İzmir doğumluydu Latife.
ABD’nin ve İngiltere’nin tütün ve pamuk borsalarında söz sahibi olan, şehrin en zengin tüccarı Muammer Bey’in kızıydı.
İlkokul eğitimini eve getiren, İngiliz ve Alman öğretmenlerle tamamlamış, sonrasında İstanbul’da Arnavutköy Amerikan Kolejinde okumuştu.
İngiltere’de Tudor Hall School’da lisansını ilerletmişti.
Halide Edip Adıvar’ın öğrencisiydi.
Tevfik Fikret’ten, Halit Ziya Uşaklıgil’den dersler almıştı.
Ana dili seviyesinde İngilizce, ileri derecede, Almanca, Fransızca ve Farsça konuşuyordu.
Rumca ve İtalyanca da biliyordu.
Piyano çalıyordu.
Mükemmel bir biniciydi.
Atın eyerine süvari gibi otururdu
Sorbonne Üniversitesinde siyaset v3 hukuk okudu.

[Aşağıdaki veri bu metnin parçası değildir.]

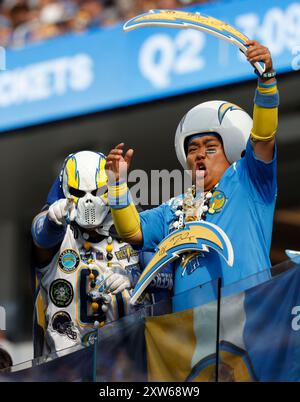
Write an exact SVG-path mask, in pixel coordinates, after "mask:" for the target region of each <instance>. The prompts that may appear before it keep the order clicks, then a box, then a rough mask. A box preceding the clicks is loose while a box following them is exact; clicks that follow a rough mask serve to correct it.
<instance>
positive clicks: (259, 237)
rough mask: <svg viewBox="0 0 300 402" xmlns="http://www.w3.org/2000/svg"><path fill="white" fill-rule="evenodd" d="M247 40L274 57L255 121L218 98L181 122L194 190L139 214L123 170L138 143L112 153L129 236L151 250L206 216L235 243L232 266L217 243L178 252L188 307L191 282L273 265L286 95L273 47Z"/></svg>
mask: <svg viewBox="0 0 300 402" xmlns="http://www.w3.org/2000/svg"><path fill="white" fill-rule="evenodd" d="M247 46H248V52H247V58H248V60H249V62H250V63H255V62H257V61H263V62H264V63H265V65H266V70H265V73H264V74H263V75H262V76H260V77H259V79H258V85H257V89H256V93H255V98H254V111H253V121H252V119H251V118H250V116H249V115H248V114H247V113H246V112H245V111H244V110H243V109H241V108H240V107H239V106H237V105H234V104H232V103H229V102H227V101H210V102H205V103H202V104H200V105H197V106H195V107H194V108H193V109H191V110H190V111H189V112H188V113H187V114H186V115H185V116H184V117H183V119H182V120H181V122H180V124H179V125H178V128H177V132H176V136H175V149H176V153H177V157H178V160H179V162H180V163H181V165H182V166H183V168H184V169H189V170H190V171H191V173H192V178H193V184H194V185H195V187H194V189H193V190H194V191H193V194H191V193H190V192H189V193H188V194H186V195H182V196H179V197H176V198H175V199H172V200H170V201H169V202H168V203H166V204H163V205H161V206H159V207H158V208H154V209H151V210H148V211H145V212H142V213H141V214H138V213H137V211H136V210H135V207H134V205H133V203H132V202H130V197H128V196H126V194H127V192H128V188H127V185H126V183H125V182H122V181H121V182H120V180H119V177H122V176H124V177H126V175H125V174H123V173H124V172H123V170H126V167H128V166H129V164H130V160H131V158H132V154H133V150H132V149H129V150H128V151H127V152H126V153H125V154H124V153H123V148H124V144H123V143H122V144H119V145H118V146H117V147H116V148H115V149H113V150H111V152H110V154H109V155H108V157H107V169H108V172H109V176H111V175H112V174H113V175H114V176H115V180H116V181H117V184H116V183H114V182H113V181H112V182H110V183H109V186H108V196H109V200H110V201H109V204H110V205H111V206H112V214H113V218H114V221H115V225H116V228H117V230H118V232H119V234H120V235H121V236H122V238H124V239H126V240H127V241H128V242H130V243H131V244H139V245H140V246H142V248H143V250H151V249H155V248H156V247H157V245H158V244H159V243H160V242H161V241H162V240H163V239H164V238H165V237H166V236H167V235H168V234H169V233H170V232H171V231H173V230H174V229H177V228H178V227H182V226H184V224H185V222H188V221H190V220H200V221H201V220H202V221H204V220H205V221H206V222H207V223H208V225H207V226H209V224H213V225H214V227H218V228H219V229H218V230H219V231H220V230H221V231H222V233H225V234H226V235H227V238H228V239H229V242H230V243H231V246H232V248H231V249H232V250H233V255H232V257H231V263H232V264H231V265H232V267H229V266H228V265H227V262H226V261H225V259H223V258H221V256H220V255H219V254H218V253H217V252H216V251H215V250H214V249H213V248H209V252H208V250H206V252H203V253H201V254H199V253H198V254H197V255H195V253H194V254H190V255H187V256H185V258H183V259H182V260H181V261H180V260H178V261H179V264H177V265H178V266H177V268H176V270H175V284H174V293H175V295H182V303H181V306H180V308H181V309H184V308H188V306H187V304H186V303H187V298H186V297H185V296H184V292H185V291H187V290H189V289H191V288H195V287H197V286H199V285H202V284H204V283H207V282H209V281H211V280H215V279H217V278H221V279H222V285H228V284H232V283H233V282H238V281H240V279H242V278H245V277H247V276H250V275H252V274H255V273H257V272H258V271H262V270H265V269H267V268H268V267H270V259H269V250H270V244H271V235H272V225H273V214H274V208H275V200H276V192H277V185H276V149H275V133H276V129H277V112H278V104H279V97H278V91H277V85H276V80H275V75H276V73H275V71H274V70H273V66H272V58H271V55H270V52H269V50H268V49H267V48H266V47H264V46H262V45H261V44H259V43H258V42H256V41H249V42H248V43H247ZM120 162H122V163H121V164H120ZM201 188H202V190H201ZM116 198H120V199H122V200H125V202H123V205H122V206H123V207H122V208H120V206H119V205H118V207H117V208H115V207H114V206H113V205H117V204H118V203H117V201H116V200H115V199H116ZM126 200H127V203H126ZM187 201H188V202H187ZM207 240H209V239H207ZM226 241H227V240H226ZM266 276H267V277H268V273H267V274H266ZM178 300H179V296H178V297H177V301H178ZM177 304H178V305H179V304H180V303H177Z"/></svg>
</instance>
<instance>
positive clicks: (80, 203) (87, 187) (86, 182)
mask: <svg viewBox="0 0 300 402" xmlns="http://www.w3.org/2000/svg"><path fill="white" fill-rule="evenodd" d="M105 163H106V158H105V156H104V155H103V154H101V153H98V152H92V151H81V152H77V153H74V154H71V155H69V156H68V157H67V159H66V160H65V163H64V167H63V169H62V172H61V176H60V178H61V184H62V190H63V193H64V196H65V197H66V198H67V199H71V198H72V199H73V200H74V202H75V204H76V217H75V221H76V222H77V223H78V225H79V226H81V227H83V228H86V229H94V228H97V227H98V226H99V225H100V224H101V223H102V222H103V221H104V219H105V218H106V216H107V214H108V212H109V206H108V199H107V176H106V173H105Z"/></svg>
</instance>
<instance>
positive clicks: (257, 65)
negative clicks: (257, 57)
mask: <svg viewBox="0 0 300 402" xmlns="http://www.w3.org/2000/svg"><path fill="white" fill-rule="evenodd" d="M146 26H163V27H170V28H194V29H198V30H200V31H203V32H206V33H209V34H211V35H214V36H216V37H217V38H219V39H223V40H226V41H227V42H230V43H232V44H233V45H236V46H238V47H239V48H240V49H241V51H242V52H244V53H246V51H247V46H246V45H245V43H246V42H247V41H248V37H247V36H246V35H244V34H243V33H242V32H240V31H239V30H238V29H236V28H234V27H233V26H232V25H229V24H226V23H225V22H223V21H221V20H218V19H216V18H213V17H210V16H208V15H204V14H201V13H199V12H196V13H191V12H186V11H179V10H150V11H149V12H147V13H144V14H141V15H138V16H136V17H134V18H132V19H131V20H129V21H127V22H126V24H125V25H124V27H123V29H124V31H130V30H132V29H135V28H139V27H146ZM254 65H255V67H256V68H257V70H258V71H259V72H260V73H261V74H262V73H263V72H264V71H265V64H264V63H263V62H256V63H254Z"/></svg>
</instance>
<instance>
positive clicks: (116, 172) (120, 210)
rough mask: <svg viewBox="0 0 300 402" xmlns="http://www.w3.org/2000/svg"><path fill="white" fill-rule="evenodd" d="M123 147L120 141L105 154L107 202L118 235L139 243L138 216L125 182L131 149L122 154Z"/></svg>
mask: <svg viewBox="0 0 300 402" xmlns="http://www.w3.org/2000/svg"><path fill="white" fill-rule="evenodd" d="M123 148H124V144H123V143H121V144H119V145H117V146H116V147H115V148H114V149H112V150H111V151H110V153H109V155H108V156H107V160H106V167H105V168H106V173H107V176H108V202H109V205H110V207H111V211H112V216H113V220H114V224H115V227H116V229H117V232H118V233H119V235H120V237H121V238H122V239H123V240H124V241H126V242H128V243H130V244H137V245H139V244H142V242H143V235H142V231H141V226H140V218H139V214H138V212H137V210H136V207H135V205H134V203H133V201H132V199H131V196H130V192H129V190H128V187H127V182H126V179H127V172H128V169H129V165H130V162H131V159H132V155H133V150H132V149H129V150H128V151H127V152H126V154H125V155H124V156H123V153H124V151H123Z"/></svg>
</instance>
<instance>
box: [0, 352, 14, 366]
mask: <svg viewBox="0 0 300 402" xmlns="http://www.w3.org/2000/svg"><path fill="white" fill-rule="evenodd" d="M12 365H13V362H12V358H11V356H10V354H9V353H8V352H7V351H6V350H4V349H2V348H0V370H2V369H5V368H8V367H11V366H12Z"/></svg>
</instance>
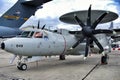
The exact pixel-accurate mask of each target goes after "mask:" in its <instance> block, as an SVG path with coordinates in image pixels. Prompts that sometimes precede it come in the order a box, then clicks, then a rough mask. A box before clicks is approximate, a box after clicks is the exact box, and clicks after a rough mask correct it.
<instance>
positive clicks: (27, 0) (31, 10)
mask: <svg viewBox="0 0 120 80" xmlns="http://www.w3.org/2000/svg"><path fill="white" fill-rule="evenodd" d="M48 1H51V0H18V1H17V2H16V3H15V4H14V5H13V7H11V8H10V9H9V10H8V11H7V12H5V13H4V14H3V15H2V16H1V17H0V26H6V27H11V28H19V27H21V25H22V24H23V23H24V22H26V21H27V20H28V19H29V18H30V17H31V16H32V15H34V14H35V11H36V10H37V9H38V7H39V8H42V7H40V6H41V5H42V4H43V3H46V2H48Z"/></svg>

29 Ocak 1923’te evlendiler.
Latife Paris’ten aldığı, koyu gri sade bir elbise giymişti.
Saçına beyaz, ipek başörtüsü atmıştı.
Aslında elbette bembeyaz bir gelinlik giymek istiyordu ama kayınvalidesi Zübeyde Hanım yeni vefat etmişti.
Onun matemi vardı.
Hayatının bu en mutlu gününde fedakarlıkta bulunmak, vakarlı olmak zorundaydı.
Mustafa Kemal, üç parçalı lacivert bir takım elbise giymişti.
Kırmızı gravat tercih etmiş, ceketinin üst cebinde beyaz keten mendil, başında astragan bir kalpak vardı.
Eşine; altın bir muhafaza içinde, kibrit kutusu büyüklüğünde el yazması Kuran-ı Kerim ve Akik taşlı bir broş hediye etti.
Latife ise ona, gümüş sigara tabakası ile bir kravat iğnesi verdi.
Nikahtan sonra 5o kadar davetliye ‘çay partisi’ düzenlediler.
Misafirlere şekerleme ikram edildi, fakirlere yemek dağıtıldı.
Latife hanım Mustafa Kemal’in tabiri ile “dişi yaveri”ydi.
Sabahları çok erken kalkıyor, yabancı gazeteleri okuyup notlar alıyor, sabah kahvesiyle birlikte Mustafa Kemal’e sunum yapıyordu.
Ayrıca yurt gezilerine eşlik ediyor, bağnazlığa karşı Anadolu Kadını’nı yüreklendiriyor, yabancı diplomatlara ayrılan loca’dan Türkiye Büyük Millet Meclisi oturumlarını izliyor, bazı keyifli akşamlarda Mustafa Kemal’e sevdiği şarkıları piyanosuyla çalıyordu.
Ona “Kemal” diye adıyla hitap ediyordu.
Eşinin bulunmadığı ortamlarda, üçüncü kişilerle sohbet ederken de asla “Gazi” veya “Cumhur Reisi” diye söz etmiyordu.
“Kemal şu kararı verdi, Kemal şuraya gitti” gibi konuşurdu.
Sadece eş durumunda değil, daima “eşit” durumundaydı.
“Bağımsızlık benim karakterimdir” diyen Mustafa Kemal’in “bağımsız karakterli aşkı”ydı.
Türkiye’de kadınların, henüz seçme ve seçilme hakkı yokken, kendisine oy verilen tarihteki ilk kadındı.
Haziran 1923’de yapılan Türkiye’nin ilk genel seçiminde, aday olmadığı halde, hukuken aday olma hakkı bulunmadığı halde, İzmir’de ve Konya’da Latife’ye oy çıktı.
Gazeteler aracılığıyla teşekkür telgrafı yayınladı:
“Bana mebus seçiminde oy verilmiş olmasını, şahsım adına değil, Türk kadınına yönelik bir takdir olması nedeni ile heyecanla karşılıyorum. Şükranlarımı arz ederim”dedi.